How does Ryan Beck go about its work as a money broker?First of all, its legal advisers make sure that the brokered deposits it sells are structured so that each investor is buying an asset of under $100,000, fully insured by the Federal Deposit Insurance Corp.

Then it can buy the certificates of deposit outright as a dealer, in turn selling them to other institutions in need of quality investment paper for their customers.

Obviously the banks have to offer a rate somewhat higher than that on retail CDs sold locally. They could also pay the somewhat higher rate for Federal Home Loan Bank advances, but that requires pledging collateral, which a business-oriented bank may find difficult to provide.

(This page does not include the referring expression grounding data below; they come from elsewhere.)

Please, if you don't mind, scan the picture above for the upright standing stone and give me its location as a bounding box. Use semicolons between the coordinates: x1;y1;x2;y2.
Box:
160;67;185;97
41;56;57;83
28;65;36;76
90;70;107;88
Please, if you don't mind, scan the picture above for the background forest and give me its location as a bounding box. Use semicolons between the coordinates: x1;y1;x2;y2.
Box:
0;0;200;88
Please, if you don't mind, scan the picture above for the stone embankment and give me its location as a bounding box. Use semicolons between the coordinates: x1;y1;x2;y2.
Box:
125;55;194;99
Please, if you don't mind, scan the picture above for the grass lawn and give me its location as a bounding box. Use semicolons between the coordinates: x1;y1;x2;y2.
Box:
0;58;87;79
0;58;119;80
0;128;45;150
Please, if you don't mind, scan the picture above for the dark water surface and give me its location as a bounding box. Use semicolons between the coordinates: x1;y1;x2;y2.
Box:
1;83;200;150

Mr. Miller said that on request he can guarantee that a bank's CDs will not be sold in its home state. That means the bank can pay extra to raise money away from home without worrying that it is, unwittingly, just paying extra for local money.

A money broker can also arrange a CD with a longer term than a bank might be able to place locally. In this way the bank can draw in money without worrying about its leaving as soon as someone in the community offers a few more basis points.

Brokers are also developing an equity-linked CD, which would pay the depositor a yield related to a specific stock market index. In this way the bank could tap the market of investors who want equity investments rather than fixed income. In these days of deregulation, when they are looking to sell brokerage services and insurance as well as traditional products, banks want to work with just this type of investor.

Mr. Nadler, an American Banker contributing editor, is professor of finance at Rutgers University Graduate School of Management.